The dog in question dies, if you were interested.
Fear The Walking Dead’s third episode is not giving me much hope for the rest of the season. The quality of episodes has been going steadily down since the pilot instead of improving as I’d hoped. Episode Three features some of the most inconsistent pacing and narrative that I’ve ever seen in a TV show, especially one with Fear’s budget. The story limps from one point to another without maintaining consistent tension, and several characters have already displayed attitudes that contradict their actions in previous episodes. I’m still hoping that these are early-episode stumbles and that Fear will eventually straighten itself up. The alternative is dealing with two full seasons of…this. It’s disappointing.
Still, Fear did have its moments this episode. We got to learn a bit more about the Salazar family, who introduced some interesting new character dynamics as well as establishing who’s most likely to survive the zombie apocalypse in one piece. (Spoiler: it’s the dude with the gun that is actually willing to use it). The clear generational divide in the Salazar family, as well as the tension between the American-born Ofelia and her refugee parents, added some realistic tension to a story that clearly needs a dose of it. Reality, that is.
See, another problem that Fear has had is that it’s trying to build a world that doesn’t know about zombies – a world that has no notion of even the fictional version. No myths of corpses rising from the grave to stalk the living, no 80s grindhouse films to laugh at over popcorn. Thus, what the characters face is completely alien to them. They have no way of comprehending or compartmentalizing what is happening to them, because it has no basis in their reality – or even their fiction.
The problem is, the audience already knows all the rules of the zombie genre. Watching characters play catch-up is annoying, and Fear has unfortunately been doing that for three episodes straight. Furthermore, it doesn’t establish what this world has in place of zombie stories – what myths do these people have about death? It’s clearly not the same as our world. Do they have ghosts and killer diseases inside their science fiction? How will that help the characters come to terms with the events going on around them?
So far, the world of Fear hasn’t proven itself to be especially well thought-out.
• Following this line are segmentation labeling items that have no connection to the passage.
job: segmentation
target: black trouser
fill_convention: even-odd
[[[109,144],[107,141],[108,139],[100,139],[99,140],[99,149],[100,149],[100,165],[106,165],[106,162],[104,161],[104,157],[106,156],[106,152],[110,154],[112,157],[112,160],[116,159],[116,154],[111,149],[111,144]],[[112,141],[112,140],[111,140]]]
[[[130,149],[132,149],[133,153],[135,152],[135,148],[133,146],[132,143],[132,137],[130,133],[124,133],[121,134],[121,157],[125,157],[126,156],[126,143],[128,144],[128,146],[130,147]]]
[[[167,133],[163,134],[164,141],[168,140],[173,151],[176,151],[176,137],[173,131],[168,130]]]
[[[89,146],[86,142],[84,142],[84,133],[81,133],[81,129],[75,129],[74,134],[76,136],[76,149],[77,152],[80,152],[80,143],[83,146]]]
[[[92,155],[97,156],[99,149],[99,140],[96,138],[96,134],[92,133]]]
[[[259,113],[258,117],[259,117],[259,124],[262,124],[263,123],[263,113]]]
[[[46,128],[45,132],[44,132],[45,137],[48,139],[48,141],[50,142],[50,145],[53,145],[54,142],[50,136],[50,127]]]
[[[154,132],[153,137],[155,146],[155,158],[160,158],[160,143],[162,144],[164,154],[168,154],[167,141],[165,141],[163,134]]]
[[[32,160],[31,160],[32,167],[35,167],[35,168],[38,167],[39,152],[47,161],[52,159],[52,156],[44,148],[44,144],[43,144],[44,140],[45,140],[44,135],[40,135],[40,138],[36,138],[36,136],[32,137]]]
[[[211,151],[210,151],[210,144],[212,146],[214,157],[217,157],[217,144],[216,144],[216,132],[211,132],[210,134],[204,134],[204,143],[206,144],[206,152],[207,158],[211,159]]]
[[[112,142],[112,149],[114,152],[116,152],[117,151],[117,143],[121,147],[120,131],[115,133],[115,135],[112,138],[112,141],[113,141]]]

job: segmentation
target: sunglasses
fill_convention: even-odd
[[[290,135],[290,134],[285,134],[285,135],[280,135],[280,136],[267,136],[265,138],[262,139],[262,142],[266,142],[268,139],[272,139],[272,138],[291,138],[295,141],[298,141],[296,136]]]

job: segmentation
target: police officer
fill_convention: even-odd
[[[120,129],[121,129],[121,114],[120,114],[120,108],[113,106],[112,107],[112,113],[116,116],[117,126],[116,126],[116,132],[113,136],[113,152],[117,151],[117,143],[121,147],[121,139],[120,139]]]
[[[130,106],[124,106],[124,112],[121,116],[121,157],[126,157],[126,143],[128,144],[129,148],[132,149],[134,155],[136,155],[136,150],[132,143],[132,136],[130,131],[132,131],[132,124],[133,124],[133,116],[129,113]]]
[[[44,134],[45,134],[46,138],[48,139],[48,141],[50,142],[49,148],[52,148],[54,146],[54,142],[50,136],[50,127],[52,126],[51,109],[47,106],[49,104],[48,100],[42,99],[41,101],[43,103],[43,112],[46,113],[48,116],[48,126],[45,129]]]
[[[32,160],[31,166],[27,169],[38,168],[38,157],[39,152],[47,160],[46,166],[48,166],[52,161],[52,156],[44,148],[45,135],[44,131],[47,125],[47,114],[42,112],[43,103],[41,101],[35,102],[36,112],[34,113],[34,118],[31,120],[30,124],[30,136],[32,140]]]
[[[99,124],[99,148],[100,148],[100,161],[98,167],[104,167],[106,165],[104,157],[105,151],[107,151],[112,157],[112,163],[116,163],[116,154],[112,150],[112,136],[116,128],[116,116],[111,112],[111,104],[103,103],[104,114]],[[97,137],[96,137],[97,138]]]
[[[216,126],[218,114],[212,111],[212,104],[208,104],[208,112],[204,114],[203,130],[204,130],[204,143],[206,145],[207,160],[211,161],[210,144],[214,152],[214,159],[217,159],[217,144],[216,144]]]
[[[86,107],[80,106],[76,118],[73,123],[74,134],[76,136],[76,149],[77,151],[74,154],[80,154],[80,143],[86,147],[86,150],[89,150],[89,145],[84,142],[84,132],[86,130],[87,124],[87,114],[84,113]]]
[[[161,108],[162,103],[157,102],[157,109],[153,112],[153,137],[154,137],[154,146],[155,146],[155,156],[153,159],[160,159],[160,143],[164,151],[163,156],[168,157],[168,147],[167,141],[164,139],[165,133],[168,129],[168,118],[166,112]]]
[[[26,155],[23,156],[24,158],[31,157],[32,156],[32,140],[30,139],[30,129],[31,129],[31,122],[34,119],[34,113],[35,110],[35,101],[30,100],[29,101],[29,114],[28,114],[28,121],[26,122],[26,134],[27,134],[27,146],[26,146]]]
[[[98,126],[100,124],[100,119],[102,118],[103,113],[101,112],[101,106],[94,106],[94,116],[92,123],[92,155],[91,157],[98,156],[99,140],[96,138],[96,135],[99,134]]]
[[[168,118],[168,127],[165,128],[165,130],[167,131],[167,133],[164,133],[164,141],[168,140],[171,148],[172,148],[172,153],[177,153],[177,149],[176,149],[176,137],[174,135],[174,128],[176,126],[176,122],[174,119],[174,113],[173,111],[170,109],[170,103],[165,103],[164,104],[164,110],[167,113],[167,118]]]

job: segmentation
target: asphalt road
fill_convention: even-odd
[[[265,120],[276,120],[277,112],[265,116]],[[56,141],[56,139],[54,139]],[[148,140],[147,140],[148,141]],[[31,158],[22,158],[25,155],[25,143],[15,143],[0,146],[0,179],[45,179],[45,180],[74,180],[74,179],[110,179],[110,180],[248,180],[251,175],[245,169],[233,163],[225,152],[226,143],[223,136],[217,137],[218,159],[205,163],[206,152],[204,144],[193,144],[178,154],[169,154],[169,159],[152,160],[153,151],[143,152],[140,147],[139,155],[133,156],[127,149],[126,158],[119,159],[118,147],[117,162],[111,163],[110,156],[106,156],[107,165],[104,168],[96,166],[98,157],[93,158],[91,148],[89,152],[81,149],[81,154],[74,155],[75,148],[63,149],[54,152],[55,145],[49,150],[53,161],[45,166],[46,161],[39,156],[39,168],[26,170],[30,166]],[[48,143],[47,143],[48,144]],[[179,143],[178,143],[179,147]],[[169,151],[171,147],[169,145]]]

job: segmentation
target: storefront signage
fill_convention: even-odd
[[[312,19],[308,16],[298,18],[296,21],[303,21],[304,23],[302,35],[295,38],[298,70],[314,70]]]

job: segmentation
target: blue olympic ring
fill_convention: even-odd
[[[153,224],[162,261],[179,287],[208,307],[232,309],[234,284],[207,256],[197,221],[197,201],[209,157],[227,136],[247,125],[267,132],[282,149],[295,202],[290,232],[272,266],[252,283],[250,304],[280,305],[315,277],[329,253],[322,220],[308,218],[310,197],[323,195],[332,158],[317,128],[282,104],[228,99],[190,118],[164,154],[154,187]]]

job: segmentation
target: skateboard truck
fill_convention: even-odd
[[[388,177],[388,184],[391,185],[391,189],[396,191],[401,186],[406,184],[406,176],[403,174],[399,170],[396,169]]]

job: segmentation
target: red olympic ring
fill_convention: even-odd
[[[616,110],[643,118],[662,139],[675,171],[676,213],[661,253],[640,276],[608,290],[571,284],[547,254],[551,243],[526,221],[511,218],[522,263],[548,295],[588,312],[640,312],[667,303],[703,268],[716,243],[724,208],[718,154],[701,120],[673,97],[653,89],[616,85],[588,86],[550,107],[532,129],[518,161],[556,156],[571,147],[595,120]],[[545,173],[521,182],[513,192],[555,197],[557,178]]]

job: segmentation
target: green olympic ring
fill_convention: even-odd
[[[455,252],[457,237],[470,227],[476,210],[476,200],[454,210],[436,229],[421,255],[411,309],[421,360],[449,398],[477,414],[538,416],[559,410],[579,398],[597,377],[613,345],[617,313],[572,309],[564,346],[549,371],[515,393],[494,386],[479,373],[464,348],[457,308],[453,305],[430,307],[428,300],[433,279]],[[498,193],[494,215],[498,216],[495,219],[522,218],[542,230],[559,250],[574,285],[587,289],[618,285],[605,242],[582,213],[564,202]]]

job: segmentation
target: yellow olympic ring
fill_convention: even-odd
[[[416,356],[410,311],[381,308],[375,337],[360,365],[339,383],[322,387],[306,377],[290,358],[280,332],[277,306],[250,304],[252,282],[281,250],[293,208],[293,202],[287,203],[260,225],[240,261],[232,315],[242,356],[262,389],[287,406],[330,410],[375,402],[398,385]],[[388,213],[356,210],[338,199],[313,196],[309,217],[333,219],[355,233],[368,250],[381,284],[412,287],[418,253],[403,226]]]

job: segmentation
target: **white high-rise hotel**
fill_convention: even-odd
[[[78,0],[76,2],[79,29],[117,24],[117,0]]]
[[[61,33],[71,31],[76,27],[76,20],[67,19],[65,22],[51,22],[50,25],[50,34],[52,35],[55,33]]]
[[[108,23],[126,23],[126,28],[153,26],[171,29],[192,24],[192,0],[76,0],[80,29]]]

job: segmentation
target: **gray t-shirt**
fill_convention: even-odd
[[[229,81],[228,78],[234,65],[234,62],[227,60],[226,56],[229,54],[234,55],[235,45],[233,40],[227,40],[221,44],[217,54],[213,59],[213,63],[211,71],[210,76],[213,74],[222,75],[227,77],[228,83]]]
Perceptions of police brutality spark a protest, but the resulting riot seems to be included for the sake of filming chaotic crowd scenes – without really considering that it was started by desperate people trapped with zombies in a situation that was both started by the police and made incredibly worse by the actions they took. If Fear is going to depict these sorts of events, then the writers need to really understand what they’re saying and how. You know who starts riots for funsies? White people. You know who starts riots because they’re legitimately angry, frustrated, and have been rebuffed by the system that’s supposed to protect them? Activists. That’s a very important distinction that Fear seems to have overlooked.
At this point, I can’t honestly recommend continuing with this show to anyone else. On an artistic level, the storytelling just isn’t up to par. It’s lazy, contradicts itself, and doesn’t maintain a consistent level of tension. The visuals are great, but it’s not enough to stick with a show just because it’s pretty. I’m liking the acting so far, but the script is making me groan.
Personally, I’m going to be sticking with Fear at least until the end of the first season because it’s talking about things I find interesting, even if I don’t agree with the show’s perspective on them. But I’m not going to make anyone else do it if they’re not sold already. Maybe things will get better. Most shows establish themselves in the first three episodes. Some nail it in the pilot. And some take a little bit longer. (The 100, for example). Fear is touching on some important and very relevant issues, including racism, class divisions, activism, and the consequences of relying on what’s becoming a police state in-story. I’ll be watching to see what Fear has to say.